C. Lindsey Williams

medical masks

The Forbidden Social Distancing Fruit

Two days ago, while taking my daily four-mile hike on the trails around my house, a lone woman approached me coming in the opposite direction.  She was probably 5’ 5”, brunette hair pulled back in a ponytail, wearing appropriate exercise gear and other than a bare midriff and fit figure was otherwise unremarkable.  Her face was covered in a mask.  It was what she said in passing…

“Hey mysterious man behind the mask!”

I had never seen this woman before.  But then again, how would I know?  She was wearing a face-covering laced behind her ears.  I thought I could see a twinkle in her eyes, but clearly my imagination was getting the best of me.  I laughed and waved (or did I give her a thumbs-up?) and kept walking.  But what she said next was truly remarkable for it’s brazenness and intrigue.

“HEY!”  I stopped and turned around.  She continued, “Would it be OK if I kissed you?”  I thought I misunderstood her question.  After apologizing, she went on to say that she was simply lonely and craved human touch.  She wanted to be held, and we could kiss through our masks.  No harm; no foul; no sin; just two people comforting each other in a very human way in an extraordinary historic time.  She was very light-hearted and flirty. 

I thanked her for the amazing compliment, and I laughed as I politely turned her down.  But, I did say to her, “I totally get it.”  I’m not sure I did.

A day later, the first of two provocative articles appeared in the LA Times.  The first was “Risking health for sexual trysts in a pandemic,” written by Laura Newberry, which went on to say, “For some, loneliness and need for contact outweigh dangers.”  It then described our current quarantine environment of not only physical isolation, but also emotional isolation and the battle that rages against our very basic human need for touch and connection.  Looking past the sensationalized offers for hooking up and orgies that certainly added spice to this story, you had to agree that to some higher degree we are missing that most fundamental need that make us who we are. 

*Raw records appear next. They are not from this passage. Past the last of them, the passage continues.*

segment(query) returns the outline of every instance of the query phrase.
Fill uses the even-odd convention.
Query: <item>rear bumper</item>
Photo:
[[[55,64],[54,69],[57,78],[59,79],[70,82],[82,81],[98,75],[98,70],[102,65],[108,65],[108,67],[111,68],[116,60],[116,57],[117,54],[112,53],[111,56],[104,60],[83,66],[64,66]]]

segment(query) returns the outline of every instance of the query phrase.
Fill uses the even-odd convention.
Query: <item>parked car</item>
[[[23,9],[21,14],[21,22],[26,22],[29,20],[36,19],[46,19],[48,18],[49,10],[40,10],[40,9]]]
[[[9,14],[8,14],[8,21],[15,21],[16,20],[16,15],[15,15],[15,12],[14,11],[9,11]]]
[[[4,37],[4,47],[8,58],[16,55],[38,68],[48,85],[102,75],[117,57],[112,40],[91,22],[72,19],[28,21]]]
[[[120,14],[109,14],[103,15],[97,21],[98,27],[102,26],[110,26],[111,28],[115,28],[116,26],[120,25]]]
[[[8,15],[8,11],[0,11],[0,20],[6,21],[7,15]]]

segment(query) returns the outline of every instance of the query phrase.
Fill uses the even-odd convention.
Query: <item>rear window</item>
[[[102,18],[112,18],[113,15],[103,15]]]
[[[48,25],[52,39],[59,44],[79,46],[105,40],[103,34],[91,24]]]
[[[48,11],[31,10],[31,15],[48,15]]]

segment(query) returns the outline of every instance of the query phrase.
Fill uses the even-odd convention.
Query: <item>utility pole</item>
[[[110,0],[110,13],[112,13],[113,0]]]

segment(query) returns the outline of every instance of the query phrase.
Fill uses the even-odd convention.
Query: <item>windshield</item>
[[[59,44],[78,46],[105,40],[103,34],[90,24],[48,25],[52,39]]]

As expecting parents many years ago, my wife and I attended a new parents class in the basics.  Amidst all the advice, I remember specifically learning that the number one most important thing we could do for an infant’s development is human touch.  Hold him.  Caress her.  Always touching.  Always comforting.  As adults we “reset” to our most basic emotions in times of trauma.  In the case of my fellow hiker, she succumbed to her urgent emotional need for touch and intimacy, and probably did something she would never have otherwise done.

The very next day as the cover story in the Saturday Section of the LA Times, Stacey Leasca wrote, “Will We Ever Kiss Again?  Just try to stop us after all this, experts say.  It’s hardwired into us.”  Leasca goes on to headline her article by further highlighting her point.  “What happens to kissing?  The pause in physical get-togethers has stolen our kisses, but our DNA won’t likely let that last long.”  The article goes on to explore different ways of kissing – including a “first-date kiss through a mask”!

A doctor or psychologist I am clearly not, but I am a human being who craves the touch of another.  Yes, while in quarantine I have the touch of my spouse; yet, it has been a while since I hugged my adult kids or other relatives or friends, shook hands with colleagues, or had that collegial arm over the shoulder of a buddy.  Sometimes we don’t realize just how much all this physical contact adds to our lives, but we have been made viscerally aware of it during the quarantine.

When the stranger asked me to kiss her, I instantly understood her, and felt a different kind of fire sparking within me.  It has been a long lonely lockdown during this recent Covid19 pandemic, and most of us are doing our part to flatten the curve and keep crushing illness away.  But, lack of touch and intimacy is crushing me, too.  At a primal level.

I wondered after reading today’s article if the stranger who propositioned me on that trail was in fact the author of this provocative piece.  Maybe I was just a guinea pig for her article?  I’ll never know.  Her face did not appear in the paper, nor did it appear to me on the trail.  It was covered, as I now remember it, in a very attractive mask.